En pleine crise Covid-19, le Soir publie un article intitulé « Coronavirus: les gros bénéfices engrangés par l’ULiège sur les tests Covid suscitent le débat« . Celui-ci pose la question de savoir si « les bénéfices de l’opération doivent revenir aux pouvoirs publics à partir du moment où l’argent public a financé ces recherches« . « Le rapport qui a été présenté -note : au CA de l’ULiège- indique une recette de 32 millions d’€ pour quatre mois à peine d’activités et 12 millions de dépenses. Ce qui laisse 19 millions de bénéfices, dont une bonne partie va revenir à l’Université avec des clés de répartition des royalties générées par les trouvailles de ses chercheurs, réparties comme suit : 30 % pour l’institution, 30 % pour le laboratoire qui fabrique le produit, 30 % pour le ou les chercheurs qui l’ont inventé et 10 % pour Gesval, la société en interne qui gère les inventions de l’ULiège.« . « Selon les premières estimations, chacun des dix chercheurs à la base du nouveau procédé pourrait toucher sur 4 mois près de 250.000€, en plus de leur salaire.« .

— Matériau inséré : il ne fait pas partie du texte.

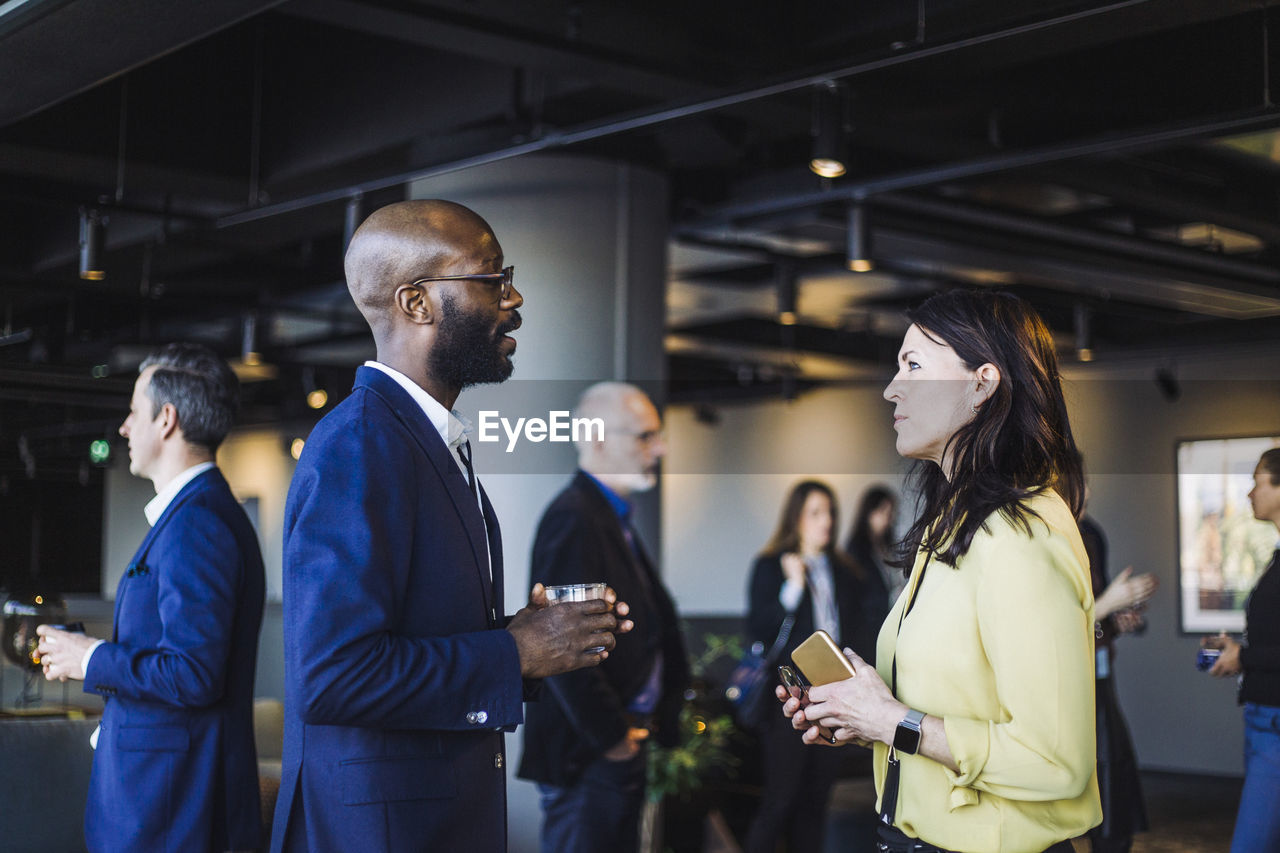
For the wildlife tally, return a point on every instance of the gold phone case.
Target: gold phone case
(821, 660)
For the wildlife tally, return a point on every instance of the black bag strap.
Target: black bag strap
(781, 642)
(888, 798)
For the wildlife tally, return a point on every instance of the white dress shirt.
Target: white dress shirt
(154, 509)
(453, 428)
(822, 594)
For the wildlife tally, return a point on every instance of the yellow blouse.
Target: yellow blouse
(1001, 647)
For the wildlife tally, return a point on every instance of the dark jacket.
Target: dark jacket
(398, 679)
(176, 767)
(858, 630)
(583, 714)
(1260, 658)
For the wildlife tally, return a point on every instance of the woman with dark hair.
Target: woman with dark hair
(872, 547)
(801, 574)
(981, 705)
(1256, 658)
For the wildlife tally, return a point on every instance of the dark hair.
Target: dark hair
(862, 538)
(201, 387)
(786, 537)
(1270, 463)
(1019, 442)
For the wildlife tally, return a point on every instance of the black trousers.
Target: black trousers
(798, 781)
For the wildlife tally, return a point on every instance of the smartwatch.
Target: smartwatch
(906, 738)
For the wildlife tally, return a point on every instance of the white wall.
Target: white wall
(723, 486)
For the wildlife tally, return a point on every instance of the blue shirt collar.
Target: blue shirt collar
(621, 506)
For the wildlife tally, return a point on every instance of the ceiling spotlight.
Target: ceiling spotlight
(1083, 333)
(859, 256)
(785, 283)
(92, 236)
(828, 131)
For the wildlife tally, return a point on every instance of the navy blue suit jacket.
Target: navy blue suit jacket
(398, 676)
(176, 767)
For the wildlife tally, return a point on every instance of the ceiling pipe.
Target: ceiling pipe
(643, 119)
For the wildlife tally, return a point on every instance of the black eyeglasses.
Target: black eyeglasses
(496, 278)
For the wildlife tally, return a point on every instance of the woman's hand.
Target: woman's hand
(858, 710)
(792, 701)
(1229, 664)
(792, 569)
(1124, 593)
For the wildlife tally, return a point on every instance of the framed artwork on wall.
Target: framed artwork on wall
(1221, 547)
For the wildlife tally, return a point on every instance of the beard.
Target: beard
(466, 351)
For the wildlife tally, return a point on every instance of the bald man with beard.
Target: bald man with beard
(401, 674)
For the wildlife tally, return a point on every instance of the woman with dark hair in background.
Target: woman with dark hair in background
(1257, 660)
(1116, 611)
(803, 574)
(872, 546)
(981, 705)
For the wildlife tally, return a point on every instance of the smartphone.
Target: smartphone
(796, 687)
(821, 660)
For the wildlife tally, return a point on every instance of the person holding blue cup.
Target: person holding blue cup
(1256, 657)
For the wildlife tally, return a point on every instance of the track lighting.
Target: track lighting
(859, 255)
(828, 132)
(92, 236)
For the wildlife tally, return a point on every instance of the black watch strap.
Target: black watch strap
(906, 738)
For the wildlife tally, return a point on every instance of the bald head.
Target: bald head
(627, 459)
(407, 241)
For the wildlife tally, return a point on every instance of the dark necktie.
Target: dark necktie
(465, 455)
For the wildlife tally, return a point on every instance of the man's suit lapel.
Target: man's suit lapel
(438, 452)
(638, 557)
(138, 564)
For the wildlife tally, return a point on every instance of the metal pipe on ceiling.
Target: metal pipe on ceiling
(643, 119)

Ces bénéfices, qui ont été engrangés sur 10 mois (et non 4) concernent, pour la plus grande partie, des rentrées générées par la vente de divers réactifs, tubes ou plaques multipuits (destinés aux analyses des écouvillons naso-pharyngés réalisées pour l’Etat), par les analyses RT-PCR sur échantillons naso-pharyngés ou de salive, de même que, dans une moindre proportion, par la vente des tests salivaires créés par l’université. Des brevets ont également été déposés (kits d’extraction, kits salivaires).

Rétroactes.

Dès février 2020, tous les scientifiques sont sur le front de ce qui constitue sans doute l’un des plus grands drames humains de ces 50 dernières années : plus de 22.000 morts liés au Covid-19 aujourd’hui en Belgique, 2.265.000 dans le monde. Par rapport à novembre 2019, le chômage a augmenté de 1,795 million de personnes dans l’UE et de 1,425 million dans la zone euro. Les faillites se multiplient partout dans le monde à un tel point que, en Belgique, deux moratoires successifs de l’Etat les gèlent (!) « En 2020, le nombre de dépôts de bilan a chuté en raison du choix du gouvernement fédéral d’instaurer des moratoires, l’un durant le premier confinement, le deuxième en fin d’année. Avec ce mécanisme, les faillites sont gelées. « Les grosses institutions telles que l’ONSS, la TVA, l’Etat, mais également les parquets, qui introduisent énormément d’actions en faillite, n’ont plus pu le faire », confirme Etienne Hody, président des divisions Namur et Dinant au Tribunal de l’entreprise de Liège.« . Le même article précise que, à l’arrêt des moratoires, « les citations en faillite vont reprendre dans quelques semaines, voire mois. Les différents gouvernements n’accorderont plus d’aide. La situation pourrait alors s’aggraver avec un afflux de faillite. Le bureau d’études Graydon redoute d’ailleurs le pire, et envisage jusqu’à 50.000 faillites en raison de la crise du Covid19« . Enfin, une question écrite à la Commission européenne en date du 09 novembre 2020 relate la crainte d’une augmentation importante du nombre de suicides « Dans plusieurs pays européens et dans le monde entier, nous assistons à une augmentation inquiétante du nombre de cas de suicide depuis le début de la pandémie COVID-19. L’OMS et diverses études internationales ont confirmé cette tendance, également observée dans d’autres situations d’urgence mondiales, comme celle du Sars. Ils soulignent que l’isolement social, la peur de la contagion, l’incertitude, le stress chronique et les difficultés économiques liées à la pandémie COVID-19 ne sont que quelques-unes des conditions qui peuvent conduire au développement ou à l’exacerbation des troubles dépressifs et augmenter le taux de suicide.« .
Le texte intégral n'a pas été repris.